Minnesota Gov. Mark Dayton Says Philando Castile Wouldn’t Have Been Shot if He Were White
Minnesota Governor Mark Dayton doesn't think Philando Castile would have been shot to death if he had been white.
At a press conference Thursday, Dayton addressed the death of Castile, who was fatally shot by a Falcon Heights, Minnesota police officer during a routine traffic stop. The immediate aftermath of the shooting was broadcast on Facebook Live by Castile's girlfriend, Diamond Reynolds.
"Would this have happened if the driver or passenger had been white? I don't think it would have," Dayton said.
"I'm forced to confront, and I think all of us are forced to confront that this kind of racism exists, and it's incumbent upon all of us to vow that we're going to do whatever we can to see that it doens't continue to happen," he added.
Castile, who would have been 33 on Friday, according to NBC, worked as a cafeteria supervisor at a Saint Paul, Minnesota magnet school. There, he was a "role model" who had all the names and allergies of the 500 children he worked with memorized, a retired paraprofessional at the school told TIME.

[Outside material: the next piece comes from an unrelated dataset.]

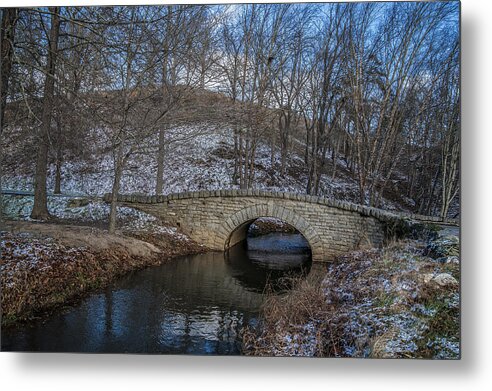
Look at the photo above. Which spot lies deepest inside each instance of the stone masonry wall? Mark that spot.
(217, 219)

"He remembered their names. He remembered who couldn't have milk. He knew what they could have to eat and what they couldn't," she said. "This was a real guy. He made a real contribution. Yes, black lives matter. But this man mattered."
During a tearful news conference earlier in the day on Tuesday, Reynolds told an assembled crowd of reporters and community members that she and her 4-year old daughter had also lost an invaluable presence from their lives.
"They took my lifeline, that was my best friend. ... [the officer] killed him in front of us for no reason," she said.